第16話 ようやく見つけた犯人への道
「なんの電話だったんだ?」
木下が電話を切ると、助手席に座っている石原が聞いてきた。
「いえ、今回の事件のことで、僕の知り合いの情報屋からでした」
「なに? おまえ、情報屋使ってるのか? やるなぁ」
石原はいつになく、嬉しそうな表情で見る。
「どこどこの情報屋? 俺は下北沢のぐっさんをよく使ってるんだけど」
その表情は、同類を見つけたオタクのようだった。
「えっ……いや、中学校の時の同級生で、探偵やってるやつがいて……」
「あー。そっちかぁ。で、なんだって?」
どっちなのかわからなかったが、石原の追求が止まったので話しを戻す。
「なんか、犯人の住所がわかったとか」
「ああんっ!?」
この時の石原の顔を、木下は数年は忘れることはないだろう。鬼の形相でにらみつけられた。
「ひゃっ、ご、ごめんなさい」
つい謝ってしまったが、数秒後、木下は自分が悪いことは言ってないことを思いだし、おそるおそる石原のほうを見る。
石原も、大声をだしてしまったのを恥じているのか、目頭を押さえながら上をむいている。
「……この事件の犯人はどんなやつだと思う?」
ふいに、想定外の質問が飛んできた。
「え。

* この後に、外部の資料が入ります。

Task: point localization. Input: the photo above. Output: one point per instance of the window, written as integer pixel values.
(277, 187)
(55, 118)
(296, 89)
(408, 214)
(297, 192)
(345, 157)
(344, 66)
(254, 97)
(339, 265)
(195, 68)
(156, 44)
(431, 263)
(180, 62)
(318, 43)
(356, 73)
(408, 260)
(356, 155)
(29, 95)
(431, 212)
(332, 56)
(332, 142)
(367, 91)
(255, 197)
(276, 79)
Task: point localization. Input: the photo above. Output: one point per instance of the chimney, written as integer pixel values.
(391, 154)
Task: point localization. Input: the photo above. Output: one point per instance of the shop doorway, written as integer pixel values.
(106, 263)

えーっと、相当、隙のない、冷静な知能犯……ですか?」
「そうだ。だが、何も手がかりを残さない完全犯罪のタイプとは違い、あえて手がかりを残し、捜査を攪乱させる方法をとるタイプだ。そして、この犯罪は連続殺人にも関わらず、圧倒的に情報がなさすぎる」
「……?」
木下には石原がなにが言いたいのか、よくわからなかったのでなにも言えずにいた。
「連続殺人犯には動機はなく、殺すことが動機、自分が楽しむために殺す。そう言われているが、この事件には明らかにそれとは違う。また、殺害方法はなんだ? 日本の警察は優秀だ。その優秀な組織がどうやって殺したかの手がかりもつかめないわけがない。“上”が情報を隠してる?」
自問自答、というよりは、自分の中の推理を反芻しているようだった。
黙っていた木下は少しずつ、確信に近づいている石原の刑事としての才能に恐ろしくなってきた。

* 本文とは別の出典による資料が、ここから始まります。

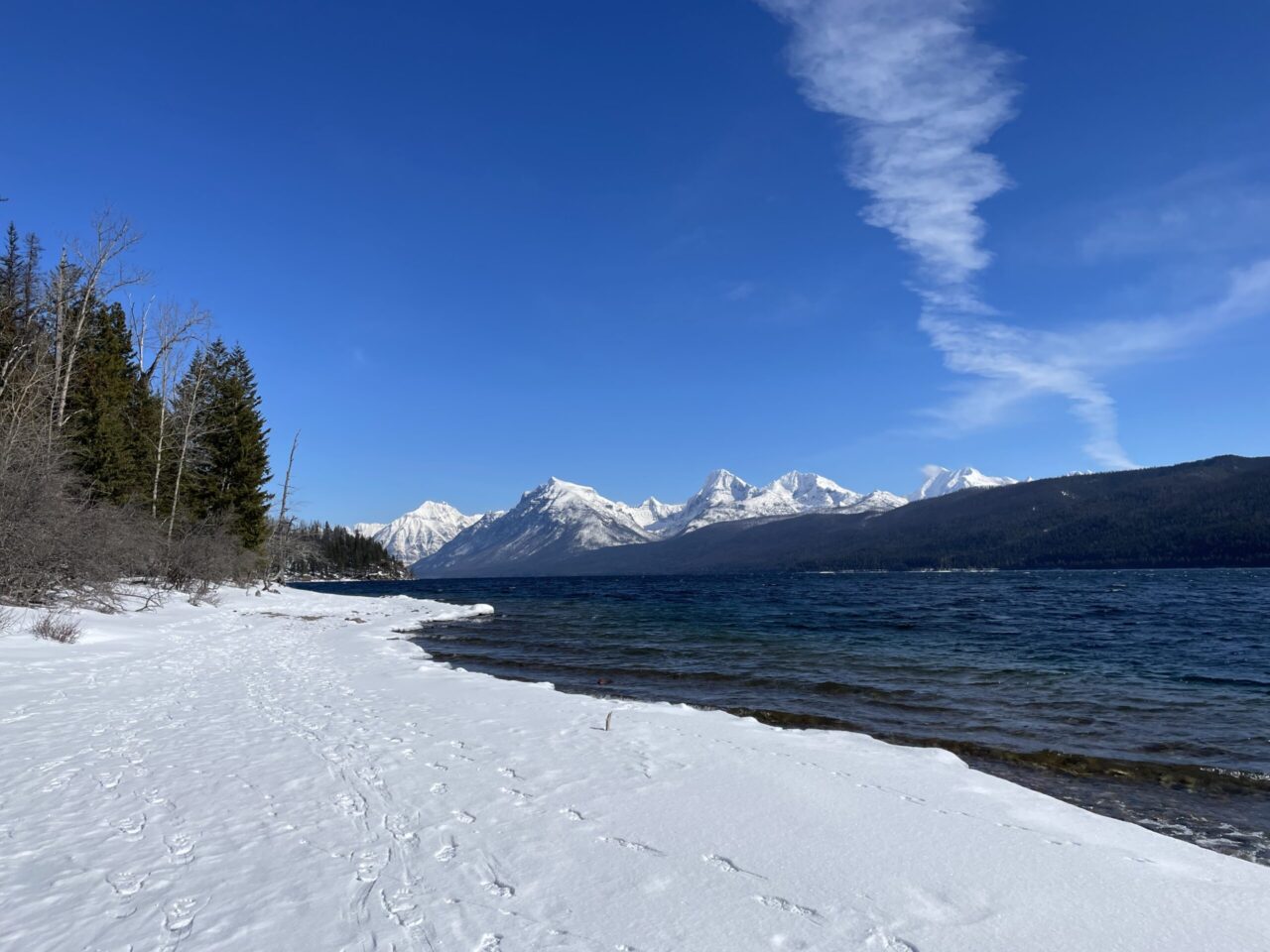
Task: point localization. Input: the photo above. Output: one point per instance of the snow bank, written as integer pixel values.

「いや、マスコミに注目されている中で、焦りこそ見せてるものの、秘密裏に解決しようとしているような動きはない。おそらく、初動捜査でつまづいている。殺害方法も俺たち“下”には降りてこないだけで、なんとなくは掴んでいるはずだ。だが、おそらく、殺害方法自体は捜査に関係はない。犯人は被害者を心臓麻痺で殺すことにこだわりがあるが、そこに手がかりはない」
この人はどういう思考回路をしているのだろう。
これが刑事なのか。
いや、この人もまた何人もの犯罪者という深淵を覗いてきたため、思考が犯罪者に近づいているのかもしれない。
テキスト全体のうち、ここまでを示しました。